Shakespeare and Auden were inseparable from day one. I, on the other hand, avoided the cat, his yellow eyes eerily similar to my mother’s hazel ones when illuminated by flame.

I climbed out of bed and groaned when one of Shakespeare’s toys crunched beneath my feet. He was always shepherding toy mice into my room in the middle of the night, wanting to play with Auden who had snuck into my bed.

“Go feed that monster, and I’ll meet you downstairs,” I told Auden.

“He’s not a monster,” Auden pouted.

Shakespeare meowed in agreement.

“Could have fooled me,” I mumbled as I entered the bathroom attached to my room, a white towel covering the mirror so I wouldn’t catch a glimpse of the Devil when I brushed my teeth.

On the opposite side of the room was a walk-in wardrobe where my school uniform hung—a white-collared shirt, grey buttoned vest with matching grey trousers and a dark green tie.

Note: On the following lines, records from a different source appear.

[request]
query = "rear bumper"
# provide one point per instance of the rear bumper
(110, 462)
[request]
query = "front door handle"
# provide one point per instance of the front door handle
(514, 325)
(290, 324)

My new school was a private one, much larger than St Augustine’s, and enrolling five weeks later than everyone else had been daunting. My father’s death, moving to Cambridge, adjusting to Aunt Vera—it meant I was far behind everyone else in my age group. Aunt Vera assured me I would catch up, but it felt like the end of the world to be the only one sitting in a classroom, not knowing what the teacher was talking about when she referred to the article they had read the previous week.

Auden entered year three with the same anxiety. His school was only two streets from mine, but he wasn’t thrilled that we would no longer be in the same vicinity. I was worried, too. Who would he spend time with, if not me? The thought of him being alone broke my heart.

Dressed in my school uniform, hair tamed, and teeth brushed, I made my way downstairs to join Auden at the dining table, his own hair combed neatly.

Mrs Brighton was in the kitchen, humming to herself as she dished out three plates of food. Her ash-coloured hair was tied up in a loose bun, vanilla perfume overpowering the smell of bacon, eggs and hash browns.

Aunt Vera sat at the head of the table, a mug raised to her lips as she flicked through the morning’s newspaper. Her dyed blonde strands crawled away from her greying roots, her straight ends resting just above her shoulders.